Public Perception of a Diagnosis of Lung Cancer

There is a feeling among the general public, that lung cancer is a self-inflicted disease. Smoking is responsible for 80 to 90% of lung cancers, but let’s put this in perspective: Twice as many women die from lung cancer in the United States each year as die from breast cancer, and 20% of these women have never touched a cigarette. Even for those who smoke and develop lung cancer, why do we attach such a stigma to them? Many cancers, and other chronic diseases, are related to lifestyle choices. We don’t seem to judge as harshly those who overeat, are sedentary or sunbathe extensively.

Physicians’ Attitude Regarding Lung Cancer

Physicians are people too, and the bias we see among the public is present in the doctor's office as well. Joan Schiller, MD, the President and Founder of National Lung Cancer Partnership, and a physician who has done a lot of research on the stigma of lung cancer, surveyed primary care physicians in Wisconsin with some saddening results. Though the physicians stated that the type of cancer was not a factor in their referral decisions, results showed that:
  • When hypothetical patients were presented as having advanced cancer, physicians were less likely to refer lung cancer patients to an oncologist than they were to refer breast cancer patients.
  • More physicians were aware that chemotherapy improves survival in advanced breast cancer than with advanced lung cancer.
  • Breast cancer patients were more likely to be referred for further therapy, whereas lung cancer patients were often referred only for symptom control.

Lung Cancer Patient’s Perceived Stigma

Those who are diagnosed with lung cancer experience more embarrassment than those with prostate or breast cancer, and individuals tend to feel stigmatized whether they smoked or not. Some people have even concealed their diagnosis leading to negative financial consequences and lack of social support.

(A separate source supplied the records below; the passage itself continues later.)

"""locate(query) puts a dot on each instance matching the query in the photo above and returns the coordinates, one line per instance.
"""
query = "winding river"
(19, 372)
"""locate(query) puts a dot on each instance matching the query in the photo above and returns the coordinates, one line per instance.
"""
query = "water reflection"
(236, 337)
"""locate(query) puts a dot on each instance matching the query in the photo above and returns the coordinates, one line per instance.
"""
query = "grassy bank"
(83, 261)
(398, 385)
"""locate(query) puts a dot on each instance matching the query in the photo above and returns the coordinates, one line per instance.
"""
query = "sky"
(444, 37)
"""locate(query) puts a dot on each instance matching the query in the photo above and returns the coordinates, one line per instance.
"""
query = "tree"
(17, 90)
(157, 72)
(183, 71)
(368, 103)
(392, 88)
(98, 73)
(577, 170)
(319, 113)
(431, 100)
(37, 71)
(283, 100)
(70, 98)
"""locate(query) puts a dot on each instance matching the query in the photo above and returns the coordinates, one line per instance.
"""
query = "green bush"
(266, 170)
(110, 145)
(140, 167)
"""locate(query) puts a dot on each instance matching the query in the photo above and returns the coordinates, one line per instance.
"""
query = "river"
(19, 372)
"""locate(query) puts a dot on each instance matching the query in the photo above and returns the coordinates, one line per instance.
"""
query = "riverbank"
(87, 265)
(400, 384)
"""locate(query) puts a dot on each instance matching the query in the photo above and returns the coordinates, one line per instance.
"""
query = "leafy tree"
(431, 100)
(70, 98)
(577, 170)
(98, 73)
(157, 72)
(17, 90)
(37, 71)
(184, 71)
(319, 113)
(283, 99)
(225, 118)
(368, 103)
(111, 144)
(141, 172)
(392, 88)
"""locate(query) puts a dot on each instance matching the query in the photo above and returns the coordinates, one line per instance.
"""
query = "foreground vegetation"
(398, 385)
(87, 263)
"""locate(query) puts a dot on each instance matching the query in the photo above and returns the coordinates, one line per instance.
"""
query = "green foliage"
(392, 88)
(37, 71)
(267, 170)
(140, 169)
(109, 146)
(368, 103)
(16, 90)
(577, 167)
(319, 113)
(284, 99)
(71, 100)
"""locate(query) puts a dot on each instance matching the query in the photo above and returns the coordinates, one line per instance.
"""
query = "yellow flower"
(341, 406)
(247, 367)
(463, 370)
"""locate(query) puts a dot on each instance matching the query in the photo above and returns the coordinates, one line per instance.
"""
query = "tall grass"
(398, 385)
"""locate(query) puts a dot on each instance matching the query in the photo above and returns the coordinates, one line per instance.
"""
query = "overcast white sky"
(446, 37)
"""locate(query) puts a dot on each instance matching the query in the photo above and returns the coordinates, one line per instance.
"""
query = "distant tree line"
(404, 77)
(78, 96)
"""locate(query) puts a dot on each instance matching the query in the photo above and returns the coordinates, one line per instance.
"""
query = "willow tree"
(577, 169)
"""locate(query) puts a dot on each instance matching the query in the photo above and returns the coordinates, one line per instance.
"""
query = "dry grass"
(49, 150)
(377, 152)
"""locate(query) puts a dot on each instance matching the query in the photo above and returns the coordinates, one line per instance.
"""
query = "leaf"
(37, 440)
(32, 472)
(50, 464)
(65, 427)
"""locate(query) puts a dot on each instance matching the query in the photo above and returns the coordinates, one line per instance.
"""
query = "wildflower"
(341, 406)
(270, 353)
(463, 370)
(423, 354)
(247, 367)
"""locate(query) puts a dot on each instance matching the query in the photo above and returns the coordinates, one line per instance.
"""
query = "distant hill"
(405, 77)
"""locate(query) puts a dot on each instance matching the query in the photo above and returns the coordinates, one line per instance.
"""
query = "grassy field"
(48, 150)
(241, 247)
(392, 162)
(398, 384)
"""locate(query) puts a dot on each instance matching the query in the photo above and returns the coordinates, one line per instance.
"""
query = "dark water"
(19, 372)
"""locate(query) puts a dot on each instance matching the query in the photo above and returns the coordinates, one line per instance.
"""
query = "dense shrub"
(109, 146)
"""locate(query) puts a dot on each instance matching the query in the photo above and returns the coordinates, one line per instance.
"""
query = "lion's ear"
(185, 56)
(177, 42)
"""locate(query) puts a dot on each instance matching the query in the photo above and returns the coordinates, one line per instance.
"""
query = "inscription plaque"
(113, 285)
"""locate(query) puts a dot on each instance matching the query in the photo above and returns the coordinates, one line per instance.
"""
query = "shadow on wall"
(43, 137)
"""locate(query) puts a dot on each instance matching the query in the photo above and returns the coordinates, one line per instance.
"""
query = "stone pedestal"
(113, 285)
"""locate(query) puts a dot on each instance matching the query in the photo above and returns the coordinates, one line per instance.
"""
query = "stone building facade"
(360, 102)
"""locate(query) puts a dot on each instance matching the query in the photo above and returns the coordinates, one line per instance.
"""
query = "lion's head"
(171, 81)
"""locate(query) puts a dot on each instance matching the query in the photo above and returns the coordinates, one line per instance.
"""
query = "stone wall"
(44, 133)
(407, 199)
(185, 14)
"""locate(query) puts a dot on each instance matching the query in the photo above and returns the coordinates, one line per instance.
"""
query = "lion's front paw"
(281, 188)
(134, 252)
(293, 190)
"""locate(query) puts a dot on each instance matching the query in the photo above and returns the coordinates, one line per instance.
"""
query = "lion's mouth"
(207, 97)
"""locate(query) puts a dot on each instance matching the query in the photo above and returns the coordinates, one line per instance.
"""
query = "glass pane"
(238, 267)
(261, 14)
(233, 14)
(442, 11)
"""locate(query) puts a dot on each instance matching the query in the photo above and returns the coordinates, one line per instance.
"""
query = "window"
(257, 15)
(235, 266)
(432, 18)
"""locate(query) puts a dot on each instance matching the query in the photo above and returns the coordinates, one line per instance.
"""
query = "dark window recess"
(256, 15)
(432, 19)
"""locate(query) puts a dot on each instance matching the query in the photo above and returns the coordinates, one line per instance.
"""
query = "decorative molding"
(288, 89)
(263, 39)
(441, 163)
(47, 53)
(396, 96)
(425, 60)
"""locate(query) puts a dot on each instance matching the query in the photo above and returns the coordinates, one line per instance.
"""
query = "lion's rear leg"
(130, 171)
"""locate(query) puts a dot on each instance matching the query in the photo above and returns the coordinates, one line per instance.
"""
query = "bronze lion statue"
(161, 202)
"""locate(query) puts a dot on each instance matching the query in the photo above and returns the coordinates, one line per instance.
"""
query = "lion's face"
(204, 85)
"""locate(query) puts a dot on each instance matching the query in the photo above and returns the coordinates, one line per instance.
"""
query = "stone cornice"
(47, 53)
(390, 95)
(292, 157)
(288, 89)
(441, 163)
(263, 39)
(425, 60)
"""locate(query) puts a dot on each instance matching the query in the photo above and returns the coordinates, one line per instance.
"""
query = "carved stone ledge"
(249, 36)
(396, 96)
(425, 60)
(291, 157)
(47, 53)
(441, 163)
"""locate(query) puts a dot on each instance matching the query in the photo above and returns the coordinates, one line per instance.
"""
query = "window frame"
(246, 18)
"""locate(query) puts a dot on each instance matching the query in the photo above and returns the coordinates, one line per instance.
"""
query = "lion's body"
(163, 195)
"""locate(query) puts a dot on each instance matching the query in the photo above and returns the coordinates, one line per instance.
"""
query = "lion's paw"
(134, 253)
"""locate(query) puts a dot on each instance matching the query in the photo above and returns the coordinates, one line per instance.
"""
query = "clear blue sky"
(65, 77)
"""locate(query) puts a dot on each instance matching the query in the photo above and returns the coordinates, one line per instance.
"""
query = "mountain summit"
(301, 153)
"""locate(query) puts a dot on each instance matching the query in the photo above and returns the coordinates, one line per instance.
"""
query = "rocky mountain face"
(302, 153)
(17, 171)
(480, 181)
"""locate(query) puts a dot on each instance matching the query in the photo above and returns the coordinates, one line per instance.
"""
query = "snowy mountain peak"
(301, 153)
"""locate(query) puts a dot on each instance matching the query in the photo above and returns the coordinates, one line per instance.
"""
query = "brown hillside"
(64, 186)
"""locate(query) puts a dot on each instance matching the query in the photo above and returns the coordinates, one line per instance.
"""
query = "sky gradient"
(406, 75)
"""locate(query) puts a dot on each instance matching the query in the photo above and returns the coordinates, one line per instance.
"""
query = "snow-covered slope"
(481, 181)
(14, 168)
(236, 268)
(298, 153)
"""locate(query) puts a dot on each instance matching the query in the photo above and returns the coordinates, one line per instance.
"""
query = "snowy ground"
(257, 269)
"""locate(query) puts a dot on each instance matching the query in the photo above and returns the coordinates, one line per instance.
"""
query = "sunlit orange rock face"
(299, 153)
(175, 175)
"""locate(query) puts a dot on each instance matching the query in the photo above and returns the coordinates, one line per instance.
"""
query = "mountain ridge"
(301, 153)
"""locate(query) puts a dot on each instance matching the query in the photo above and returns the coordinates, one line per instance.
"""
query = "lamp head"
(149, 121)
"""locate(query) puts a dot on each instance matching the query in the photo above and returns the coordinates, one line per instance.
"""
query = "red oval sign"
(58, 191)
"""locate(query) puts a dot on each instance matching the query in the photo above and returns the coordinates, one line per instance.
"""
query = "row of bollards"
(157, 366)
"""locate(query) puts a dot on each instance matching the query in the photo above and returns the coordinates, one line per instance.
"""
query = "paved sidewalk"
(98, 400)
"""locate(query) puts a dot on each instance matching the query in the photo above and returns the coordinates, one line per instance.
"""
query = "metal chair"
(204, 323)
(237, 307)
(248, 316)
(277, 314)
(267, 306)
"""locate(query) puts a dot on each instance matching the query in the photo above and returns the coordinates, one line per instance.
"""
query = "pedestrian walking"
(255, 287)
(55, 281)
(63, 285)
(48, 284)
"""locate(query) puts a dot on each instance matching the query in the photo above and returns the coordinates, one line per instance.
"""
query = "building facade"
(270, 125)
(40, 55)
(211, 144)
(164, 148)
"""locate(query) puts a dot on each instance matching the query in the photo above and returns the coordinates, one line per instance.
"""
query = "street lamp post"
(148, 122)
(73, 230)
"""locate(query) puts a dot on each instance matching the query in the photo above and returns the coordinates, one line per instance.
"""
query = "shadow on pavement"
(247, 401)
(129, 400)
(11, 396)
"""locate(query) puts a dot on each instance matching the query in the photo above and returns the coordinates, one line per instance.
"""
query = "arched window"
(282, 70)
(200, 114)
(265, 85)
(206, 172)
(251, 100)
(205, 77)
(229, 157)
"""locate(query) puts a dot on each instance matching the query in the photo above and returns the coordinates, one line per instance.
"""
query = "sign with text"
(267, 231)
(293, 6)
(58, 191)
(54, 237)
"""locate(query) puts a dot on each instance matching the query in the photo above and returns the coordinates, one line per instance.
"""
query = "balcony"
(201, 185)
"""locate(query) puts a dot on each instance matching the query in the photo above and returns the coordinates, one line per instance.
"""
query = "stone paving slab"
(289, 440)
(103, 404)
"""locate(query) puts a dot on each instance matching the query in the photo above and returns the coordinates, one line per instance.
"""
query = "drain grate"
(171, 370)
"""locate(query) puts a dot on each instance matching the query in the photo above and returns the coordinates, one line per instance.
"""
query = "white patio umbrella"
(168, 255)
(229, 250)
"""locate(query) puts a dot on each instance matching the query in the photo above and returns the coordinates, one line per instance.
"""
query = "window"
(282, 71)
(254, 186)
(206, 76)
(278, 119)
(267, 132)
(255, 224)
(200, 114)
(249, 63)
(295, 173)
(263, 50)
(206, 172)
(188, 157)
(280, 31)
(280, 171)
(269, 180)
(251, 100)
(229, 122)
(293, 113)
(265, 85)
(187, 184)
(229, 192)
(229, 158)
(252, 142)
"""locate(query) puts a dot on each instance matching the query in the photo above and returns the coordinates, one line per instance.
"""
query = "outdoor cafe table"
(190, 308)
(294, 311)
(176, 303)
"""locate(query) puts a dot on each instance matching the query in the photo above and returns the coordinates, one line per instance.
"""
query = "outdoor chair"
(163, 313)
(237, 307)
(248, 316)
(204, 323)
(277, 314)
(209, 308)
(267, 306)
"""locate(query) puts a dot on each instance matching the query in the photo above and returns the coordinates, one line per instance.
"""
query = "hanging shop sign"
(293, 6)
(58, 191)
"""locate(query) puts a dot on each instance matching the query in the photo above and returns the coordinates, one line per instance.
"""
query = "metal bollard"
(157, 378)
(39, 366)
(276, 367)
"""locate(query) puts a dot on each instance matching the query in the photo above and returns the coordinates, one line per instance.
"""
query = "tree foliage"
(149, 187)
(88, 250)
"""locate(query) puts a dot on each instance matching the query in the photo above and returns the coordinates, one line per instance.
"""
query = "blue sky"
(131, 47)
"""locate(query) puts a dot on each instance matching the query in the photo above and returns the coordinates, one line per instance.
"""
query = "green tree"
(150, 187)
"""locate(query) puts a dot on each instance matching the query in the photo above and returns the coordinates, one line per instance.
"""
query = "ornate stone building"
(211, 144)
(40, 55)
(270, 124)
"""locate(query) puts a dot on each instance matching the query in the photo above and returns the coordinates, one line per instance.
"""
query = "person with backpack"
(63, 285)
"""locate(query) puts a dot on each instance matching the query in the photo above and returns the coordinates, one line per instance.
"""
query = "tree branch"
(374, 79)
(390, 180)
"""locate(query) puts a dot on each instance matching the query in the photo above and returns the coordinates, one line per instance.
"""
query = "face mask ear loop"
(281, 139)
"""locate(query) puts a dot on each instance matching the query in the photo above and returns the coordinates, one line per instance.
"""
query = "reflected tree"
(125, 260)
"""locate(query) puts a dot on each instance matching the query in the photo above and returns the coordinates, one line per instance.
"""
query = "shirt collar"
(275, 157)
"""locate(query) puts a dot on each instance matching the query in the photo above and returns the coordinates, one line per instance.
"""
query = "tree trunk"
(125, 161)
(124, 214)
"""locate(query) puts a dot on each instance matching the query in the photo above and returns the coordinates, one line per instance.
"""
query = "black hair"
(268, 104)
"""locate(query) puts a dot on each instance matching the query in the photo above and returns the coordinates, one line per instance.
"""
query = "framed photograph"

Funding for Lung Cancer Research vs Other Cancers

Sadly, even though lung cancer kills more people than breast cancer, prostate cancer and colon cancer combined, federal funding lags behind. Funding from the private sector also pales in comparison to fund-raising efforts for some other cancers.
Clearly, lung cancer carries a stigma that extends from the government down to the individual. That said, we won’t move forward by pointing the finger and blaming ourselves, physicians, the public and the government. Each of us can make a difference by supporting those with lung cancer as we would support someone with any other form of cancer. Whether you are a lung cancer survivor, the loved one of someone living with lung cancer or a professional working with those with lung cancer, we need to raise awareness. Those living with lung cancer need and deserve our care and support, not an evaluation of the possible causes.
Sources:
Chapple A, Zieband S, McPherson A. Stigma, shame, and blame experienced by patients with lung cancer: qualitative study. British Medical Journal. 2004. 328(7454).
LeConte NK, Else-Quest NM, Eickhoff J, Hyde J, Shiller JH. Assessment of guilt and shame in patients with non-small-cell lung cancer compared with patients with breast and prostate cancer. Clinical Lung Cancer. 2008. 9(3):171-8.
Wassenarr TR, Eickhoff JC, Jarzemsky DR, Smith SS, Larson ML, Shiller JH. Differences in primary care clinicians’ approach to non-small cell lung cancer patients compared with breast cancer. Journal of Thoracic Oncology. 2007. 2(8):722-8.